Between watering sessions we spread mulch. We neatly cast chips around the perimeter of each tree to slow evaporation. I recall when I became weary after six hours of hard and fast mulch spreading. I suggested that we quit and continue the next day. With a pleading spark in his eye, Charles responded: “Let’s finish. We can work slower.” I reluctantly acquiesced. A half hour later I was delighted. Balance had returned as my energy recovered to keep pace. What a gift. Charles’ was reminding me of the wisdom in slowing down to accomplish more. He had demonstrated the efficiency of patience for the past week, and long before I came. Charles embodied the strength and patients of thoughtful determination. He awakened me from my fog of hurry.
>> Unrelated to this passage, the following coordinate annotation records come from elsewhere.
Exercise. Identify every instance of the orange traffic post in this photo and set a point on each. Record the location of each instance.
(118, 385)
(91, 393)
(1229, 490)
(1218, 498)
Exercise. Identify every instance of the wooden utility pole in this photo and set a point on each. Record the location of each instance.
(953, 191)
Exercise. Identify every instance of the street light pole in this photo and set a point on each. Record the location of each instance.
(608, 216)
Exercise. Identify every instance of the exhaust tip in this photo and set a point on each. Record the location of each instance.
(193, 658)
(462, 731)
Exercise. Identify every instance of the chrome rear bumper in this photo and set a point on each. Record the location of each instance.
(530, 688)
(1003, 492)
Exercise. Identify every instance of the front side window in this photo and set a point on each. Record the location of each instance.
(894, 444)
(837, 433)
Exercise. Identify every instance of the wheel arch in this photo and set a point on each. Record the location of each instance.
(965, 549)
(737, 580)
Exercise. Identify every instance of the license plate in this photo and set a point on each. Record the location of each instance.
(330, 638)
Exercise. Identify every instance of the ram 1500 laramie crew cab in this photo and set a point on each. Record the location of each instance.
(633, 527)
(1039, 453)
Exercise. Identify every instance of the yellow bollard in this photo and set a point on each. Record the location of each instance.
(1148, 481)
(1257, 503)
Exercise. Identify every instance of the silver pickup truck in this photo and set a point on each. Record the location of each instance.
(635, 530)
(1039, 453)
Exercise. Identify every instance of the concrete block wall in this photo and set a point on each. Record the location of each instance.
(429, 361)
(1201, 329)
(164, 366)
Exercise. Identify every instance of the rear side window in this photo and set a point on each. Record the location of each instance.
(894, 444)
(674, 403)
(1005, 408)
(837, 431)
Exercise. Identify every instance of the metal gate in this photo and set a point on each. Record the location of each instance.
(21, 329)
So, we delivered water to trees and groomed a garden that the new owners were unlikely to tend. For Charles and Marilyn the point was not whether the future would unfold as they preferred. Their work was consistent with their values, their discipline. Their work worked on them. The trees and garden are (or were) an ephemeral message, a manifestation of intentions expressed to reinforce their values. Their practice was, and is, their point. What alternative could be more honest, life serving, or hope engendering? Charles and Marilyn had practiced their love toward the world for so long that they would be aliens in their own bodies to behave differently.
P.S.
Some forces act with the slow persistence of wind and rain on rock. Charles and Marilyn forged themselves using eleven acres and 42 years under the back-pressure of their disciplined intentions. We can also be forged by another force, the force of what we see.
Seeing is the gift of filtering pattern and form from clutter. Seeing is our gift for looking through time and space to discern patterns disguised amid the noise, to see patterns obscured in fleeting and glacial changes. Seeing is detecting the force of intentions influencing our clumsy dance. What we practice seeing changes us. We are forged by what we see.
Charles and Marilyn would be uncomfortable if I leave you with saintly impressions. Like all of us, their dance is often cluttered with mixed intentions. Their life includes the beautiful human mess of groping to find their way. With that said, the pattern of their kind intentions is discernible in their lives. This piece is my practice in seeing the wind-and-rain intentional forces Charles and Marilyn have used to forge themselves. When I see them, their gift of intentions forges me.